Question

A coil of radius R carries a current `i_(1)`. Another concentric coil of radius `r (r lt lt R)` carries a current `i_(2)`. Planes of two coils are mutually perpendicular and both the coils are free to rotate about common diameter. Find maximum kinetic energy attained by the two coils, when both are released from rest. The masses of two coils are M and m respectively.
Strategy : The magnetic field due to coil of radius R is `(mu_(0)i_(1))/(2R)`. This field exerts a torque on shorter coil. An equal and opposite torque is exerted by the shorter coil on larger coil. There is no external torque acting on the system. The angular momentum remains conserved. Also the total mechanical energy remains conserved. At any instant, let `omega_(1) and omega_(2)` represent the angular velocity

Answer 1

`l_(1)omega_(1) - l_(2)omega_(2) = 0`
or `l_(1)omega_(1) = l_(2)omega_(2) = L` (say).

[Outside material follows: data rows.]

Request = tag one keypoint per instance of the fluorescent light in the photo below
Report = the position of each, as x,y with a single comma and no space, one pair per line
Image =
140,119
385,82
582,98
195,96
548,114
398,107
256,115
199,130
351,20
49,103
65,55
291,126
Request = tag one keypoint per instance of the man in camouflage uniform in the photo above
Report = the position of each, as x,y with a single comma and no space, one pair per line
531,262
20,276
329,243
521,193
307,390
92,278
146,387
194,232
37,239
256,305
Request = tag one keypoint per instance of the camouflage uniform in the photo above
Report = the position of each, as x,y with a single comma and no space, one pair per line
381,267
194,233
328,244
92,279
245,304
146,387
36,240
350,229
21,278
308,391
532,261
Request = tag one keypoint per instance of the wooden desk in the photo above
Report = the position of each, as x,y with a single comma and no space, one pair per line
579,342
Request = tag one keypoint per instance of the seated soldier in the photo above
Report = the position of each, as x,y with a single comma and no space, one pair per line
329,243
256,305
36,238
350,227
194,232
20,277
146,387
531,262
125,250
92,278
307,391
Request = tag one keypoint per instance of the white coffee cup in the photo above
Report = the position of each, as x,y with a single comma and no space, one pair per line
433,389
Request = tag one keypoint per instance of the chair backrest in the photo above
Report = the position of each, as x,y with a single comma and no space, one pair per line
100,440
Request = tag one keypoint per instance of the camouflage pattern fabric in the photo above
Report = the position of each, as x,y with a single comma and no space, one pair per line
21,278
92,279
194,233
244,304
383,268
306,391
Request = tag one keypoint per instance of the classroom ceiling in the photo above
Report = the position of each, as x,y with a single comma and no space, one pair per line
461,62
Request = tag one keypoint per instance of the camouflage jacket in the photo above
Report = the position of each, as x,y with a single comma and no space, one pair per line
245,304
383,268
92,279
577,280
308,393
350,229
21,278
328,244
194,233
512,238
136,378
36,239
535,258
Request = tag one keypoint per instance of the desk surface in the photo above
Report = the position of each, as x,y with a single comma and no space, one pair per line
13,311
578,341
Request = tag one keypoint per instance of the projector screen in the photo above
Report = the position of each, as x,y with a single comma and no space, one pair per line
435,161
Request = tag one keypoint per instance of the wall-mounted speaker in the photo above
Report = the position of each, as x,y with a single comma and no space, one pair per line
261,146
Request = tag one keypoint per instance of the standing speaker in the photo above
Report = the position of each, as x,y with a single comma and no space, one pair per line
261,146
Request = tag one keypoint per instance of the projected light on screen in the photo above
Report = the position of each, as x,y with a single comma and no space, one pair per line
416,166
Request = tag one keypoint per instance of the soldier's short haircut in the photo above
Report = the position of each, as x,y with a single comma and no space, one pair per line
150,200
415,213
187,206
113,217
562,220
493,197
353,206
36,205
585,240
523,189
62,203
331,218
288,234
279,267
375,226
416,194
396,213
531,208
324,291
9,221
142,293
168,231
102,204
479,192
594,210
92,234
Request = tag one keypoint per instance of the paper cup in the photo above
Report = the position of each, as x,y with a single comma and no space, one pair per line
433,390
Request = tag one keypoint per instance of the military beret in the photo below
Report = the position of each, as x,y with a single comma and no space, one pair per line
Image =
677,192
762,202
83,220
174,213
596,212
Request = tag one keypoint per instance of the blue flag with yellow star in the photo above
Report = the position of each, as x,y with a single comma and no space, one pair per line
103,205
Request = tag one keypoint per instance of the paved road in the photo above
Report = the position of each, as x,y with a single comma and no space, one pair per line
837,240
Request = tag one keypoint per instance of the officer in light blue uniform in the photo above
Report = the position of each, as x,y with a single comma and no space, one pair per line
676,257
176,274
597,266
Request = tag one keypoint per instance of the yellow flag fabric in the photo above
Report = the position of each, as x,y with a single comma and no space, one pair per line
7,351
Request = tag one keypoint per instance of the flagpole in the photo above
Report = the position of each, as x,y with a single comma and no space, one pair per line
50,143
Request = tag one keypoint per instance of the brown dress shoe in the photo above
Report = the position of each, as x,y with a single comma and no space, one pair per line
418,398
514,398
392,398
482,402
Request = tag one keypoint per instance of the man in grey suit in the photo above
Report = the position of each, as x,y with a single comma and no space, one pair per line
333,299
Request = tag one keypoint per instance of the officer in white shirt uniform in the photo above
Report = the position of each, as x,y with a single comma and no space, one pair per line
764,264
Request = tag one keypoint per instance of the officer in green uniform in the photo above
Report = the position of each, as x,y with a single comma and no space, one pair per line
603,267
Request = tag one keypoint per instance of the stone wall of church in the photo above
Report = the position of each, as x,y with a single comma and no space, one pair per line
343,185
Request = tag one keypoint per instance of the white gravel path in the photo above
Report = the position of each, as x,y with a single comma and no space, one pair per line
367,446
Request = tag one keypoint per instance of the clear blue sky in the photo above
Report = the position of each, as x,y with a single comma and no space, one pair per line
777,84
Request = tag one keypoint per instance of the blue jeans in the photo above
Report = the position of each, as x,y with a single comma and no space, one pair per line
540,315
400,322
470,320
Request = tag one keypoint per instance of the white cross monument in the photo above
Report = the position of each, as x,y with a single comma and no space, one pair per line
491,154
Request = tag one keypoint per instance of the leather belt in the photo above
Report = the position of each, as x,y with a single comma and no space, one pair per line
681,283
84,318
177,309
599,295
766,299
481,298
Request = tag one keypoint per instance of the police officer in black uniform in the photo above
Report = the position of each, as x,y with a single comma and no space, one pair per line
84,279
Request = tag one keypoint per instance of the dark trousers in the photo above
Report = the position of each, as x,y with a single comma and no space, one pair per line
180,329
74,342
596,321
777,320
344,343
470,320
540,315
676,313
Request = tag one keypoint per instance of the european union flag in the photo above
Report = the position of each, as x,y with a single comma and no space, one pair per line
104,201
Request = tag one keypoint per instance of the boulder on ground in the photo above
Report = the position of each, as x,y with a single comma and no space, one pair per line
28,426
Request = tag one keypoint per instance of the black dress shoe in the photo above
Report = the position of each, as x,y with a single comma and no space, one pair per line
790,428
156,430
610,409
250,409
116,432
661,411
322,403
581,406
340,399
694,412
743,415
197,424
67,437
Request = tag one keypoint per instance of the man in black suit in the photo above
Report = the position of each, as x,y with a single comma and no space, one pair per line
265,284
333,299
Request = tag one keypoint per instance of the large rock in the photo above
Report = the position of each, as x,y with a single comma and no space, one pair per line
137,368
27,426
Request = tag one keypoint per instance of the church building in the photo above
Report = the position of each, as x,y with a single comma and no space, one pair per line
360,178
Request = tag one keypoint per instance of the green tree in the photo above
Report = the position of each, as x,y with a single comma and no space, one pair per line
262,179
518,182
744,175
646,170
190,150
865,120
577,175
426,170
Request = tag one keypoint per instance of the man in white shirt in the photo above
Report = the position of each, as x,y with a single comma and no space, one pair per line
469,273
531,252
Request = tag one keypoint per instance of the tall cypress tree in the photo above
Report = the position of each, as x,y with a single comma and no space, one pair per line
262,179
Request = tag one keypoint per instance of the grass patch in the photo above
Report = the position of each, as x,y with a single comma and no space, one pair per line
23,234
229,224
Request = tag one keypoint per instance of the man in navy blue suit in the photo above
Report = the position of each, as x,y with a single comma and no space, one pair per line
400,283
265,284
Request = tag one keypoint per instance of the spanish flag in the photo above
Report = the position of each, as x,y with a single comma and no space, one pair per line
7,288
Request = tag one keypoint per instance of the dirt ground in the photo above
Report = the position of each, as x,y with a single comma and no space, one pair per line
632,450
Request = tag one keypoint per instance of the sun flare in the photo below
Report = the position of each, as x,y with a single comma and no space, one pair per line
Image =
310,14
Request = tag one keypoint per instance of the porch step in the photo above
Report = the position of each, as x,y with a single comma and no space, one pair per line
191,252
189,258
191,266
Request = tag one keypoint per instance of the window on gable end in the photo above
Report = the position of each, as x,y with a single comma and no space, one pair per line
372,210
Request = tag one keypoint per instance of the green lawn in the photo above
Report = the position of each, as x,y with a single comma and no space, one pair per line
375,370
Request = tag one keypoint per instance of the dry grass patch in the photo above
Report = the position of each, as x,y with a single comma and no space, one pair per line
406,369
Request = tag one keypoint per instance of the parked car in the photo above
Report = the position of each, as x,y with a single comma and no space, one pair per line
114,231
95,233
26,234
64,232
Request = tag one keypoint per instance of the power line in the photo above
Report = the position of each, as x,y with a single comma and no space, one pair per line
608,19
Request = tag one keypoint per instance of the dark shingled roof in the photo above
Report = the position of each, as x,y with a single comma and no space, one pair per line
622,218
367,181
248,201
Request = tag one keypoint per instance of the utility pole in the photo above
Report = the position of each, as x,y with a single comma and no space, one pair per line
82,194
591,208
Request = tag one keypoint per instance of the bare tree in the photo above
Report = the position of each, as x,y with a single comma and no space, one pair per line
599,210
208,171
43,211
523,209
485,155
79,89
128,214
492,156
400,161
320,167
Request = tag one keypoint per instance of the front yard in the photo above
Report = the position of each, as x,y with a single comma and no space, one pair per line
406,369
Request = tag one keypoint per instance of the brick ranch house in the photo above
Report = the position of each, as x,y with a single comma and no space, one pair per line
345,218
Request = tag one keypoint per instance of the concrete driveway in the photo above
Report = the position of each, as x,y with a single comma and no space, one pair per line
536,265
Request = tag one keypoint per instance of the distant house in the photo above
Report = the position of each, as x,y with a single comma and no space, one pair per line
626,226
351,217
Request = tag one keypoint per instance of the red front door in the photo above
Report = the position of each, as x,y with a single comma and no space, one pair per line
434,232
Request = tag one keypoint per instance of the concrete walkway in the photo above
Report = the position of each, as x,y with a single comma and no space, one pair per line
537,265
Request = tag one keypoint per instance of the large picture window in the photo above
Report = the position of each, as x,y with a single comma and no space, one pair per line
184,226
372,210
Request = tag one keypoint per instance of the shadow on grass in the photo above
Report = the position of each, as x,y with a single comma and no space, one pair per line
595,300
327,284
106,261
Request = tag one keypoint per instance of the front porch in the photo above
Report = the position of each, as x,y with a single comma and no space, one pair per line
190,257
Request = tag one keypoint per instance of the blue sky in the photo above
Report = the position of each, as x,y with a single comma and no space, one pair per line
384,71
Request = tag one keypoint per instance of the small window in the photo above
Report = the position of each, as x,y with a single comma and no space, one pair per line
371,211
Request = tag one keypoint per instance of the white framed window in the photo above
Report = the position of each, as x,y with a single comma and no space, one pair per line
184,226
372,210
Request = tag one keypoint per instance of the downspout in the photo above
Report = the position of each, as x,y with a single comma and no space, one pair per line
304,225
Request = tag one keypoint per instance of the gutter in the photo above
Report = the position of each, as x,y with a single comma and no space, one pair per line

The kinetic energy of the coils are `k_(1) = (1)/(2)l_(1) omega_(1)^(2) = (L^(2))/(2l_(1))`
and `K_(2) = (L_(2))/(2l_(2))`
By conservation of energy `[(k_(1) + k_(2))-0] + [-M_(2)B_(1) - 0] = 0`
`-M_(2)B_(1)` is final potential energy. The kinetic energy is maximum when potential energy is minimum. Potential energy is minimum when `M_(2)` and `B_(1)` are parallel.
`rArr k_(1) + k_(2) = (i_(2) pi r^(2)) xx (mu_(0)i_(1))/(2R)`
Also `(k_(1))/(k_(2)) = (l_(2))/(l_(1))`
`rArr (k_(1))/(k_(2) + k_(1)) = (l_(2))/(l_(1) + l_(2))`
`rArr k_(1) = ((l_(2))/(l_(1) + l_(2))) ((i_(2) pi^(2)) mu_(0) i_(1))/(2R)`
`rArr k_(1) = (mu_(0))/(2R)((mr^(4) pi i_(1) i_(2))/((MR^(2) + mr^(2)))), k_(2) = (mu_(0))/(2)((MR r^(2) pi i_(1) i_(2))/(MR^(2) + mr^(2)))`